Sen de laboratuvar kuracaksın en azından denetim maksatlı. Laboratuvarın bilgi ve teknolojisini ya Yahudi'den ya Hristiyan'dan ya Budist'ten alacaksın. Hadi aldın, başına koyacağın adama zihniyetin gereği "Hangi okulu, hangi dereceyle bitirdin? Kaç yabancı dilin var?" diye sormayacaksın, Arapçadan 80 almak yeterli olacak. Devlet kurumlarında kadrolaşma şecerenize bakınca sorular belli oluyor. Buraya girecek olanlara sorulacak olan sorular belli. Soru 1: "'Dünya beşten büyüktür?'ü kim dedi? Alkol içilmiş bardaktan su içer misin? Pisuvar caiz midir? Külliye nedir?" "Bu sonuca nereden varıyorsun?" derseniz, 50 kişilik atama var toplam kadroda. Tüm dünyaya güven vermesi gereken bir kurum kuruyoruz.

 Kervanı yolda düzeriz anlayışı var

Öncelikle, kurumun hizmet ve danışmanlık alanında Kamu İhale Kanunu'nun hükümlerine tabi olmaması. Bunu hangi yüzle öneriyorsunuz o da çok ilginç. Yani akla gelen şu: Dakika bir gol bir. Burada konuşulması gereken kaç kimyager, kaç biyolog, kaç ziraatçı, kaç fizikçi veya kaç hekim veya başka mesleklerden belli değil. Hele bir başlayalım, kervanı yolda düzeriz anlayışı var.

Yerlerde sürünen dış itibarımızı Helal Gıda Akreditasyonu kaldırmaya yetmez

Aynı konuda başka bir anekdota bakalım. "Yardım, bağış ve sair gelirlerin kabul edilmesi." Hele de "yardım" diyorsunuz, "bağış" diyorsunuz, yine de kendinizi alamıyorsunuz "sair" diyerek ya aklımıza bir şey gelirse ya düşünmediğimiz yağlı bir teklifle karşılaşırsak diye "sair"i ekliyorsunuz. Hayırsever iş adamı Zarrab enişteyi de Amerika'ya kaptırdınız, anlaşılan sırada başka Arap iş adamları var. Yerlerde sürünen dış itibarımızı bu kadar yanlışlarla başlayan Helal Gıda Akreditasyonu bu itibarı kaldırmaya yetmez dostlar ama iç piyasada oy toplamaya faydası olabilir. Vatandaşı "Helal mağazadan alanlar, haram mağazadan alanlar." diye manipüle edip bölme işini görür. Yalnız, İsrail'den gelen genetiği değiştirilmiş tohumlar alkol buharıyla kurutuluyor, GDO'lu Amerikan hububatı tarım ürünlerimizdeki açığı ancak kapatıyor. Bunlara çaresizlikten tamam diyebilirsiniz fakat, 2006'da çıkarttığınız yasayla domuz etinin raf malı sayılmasını nasıl izah edeceksiniz? Sayın Zeybekci'ye sordum, "Üzerinde açıkça "domuz etidir" yazılmak kaydıyla satılacak." dedi. Yani vitrinlerde şenlik var: Helal, haram, domuz eti yan yana; gel vatandaş gel.
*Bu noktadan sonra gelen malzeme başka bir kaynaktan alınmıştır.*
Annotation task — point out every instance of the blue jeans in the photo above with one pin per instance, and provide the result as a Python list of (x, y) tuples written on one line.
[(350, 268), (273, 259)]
Partilere sertifika verilse “Helal Akredite” alamayacak tek parti AKP olurdu…

Gelirlerini faiz, mekruh, sigara haram, haram içki, haram şans oyunlarına bağlamış bir Hükûmetin nesi helal olabilir? Gıdayı anladık fakat tekstilde, lojistikte haram sertifikası nasıl oluyor? Partilere de helal-haram sertifikası verilse ne iyi olur. Bu manada helal akredite alamayacak tek parti AKP olur. Dolayısıyla AKP'nin ne ithalatı olur ne ihracatı, elde kalır, çürür, memleket de kurtulur.

Değerli dostlar, en büyük endişem şudur: Hak yani helal gıda akreditasyonu vurulan mallarda oluşacak olan hileler ve bozulmalar İslam'a mal olacak. Müslüman nesillerde inanç ve iman zayıflığına yol açarken diğer din mensuplarının karşısında alay konusu olacağız. Endişem budur.   Hepinizi saygıyla selamlıyorum, diyerek konuşmasına son verdi.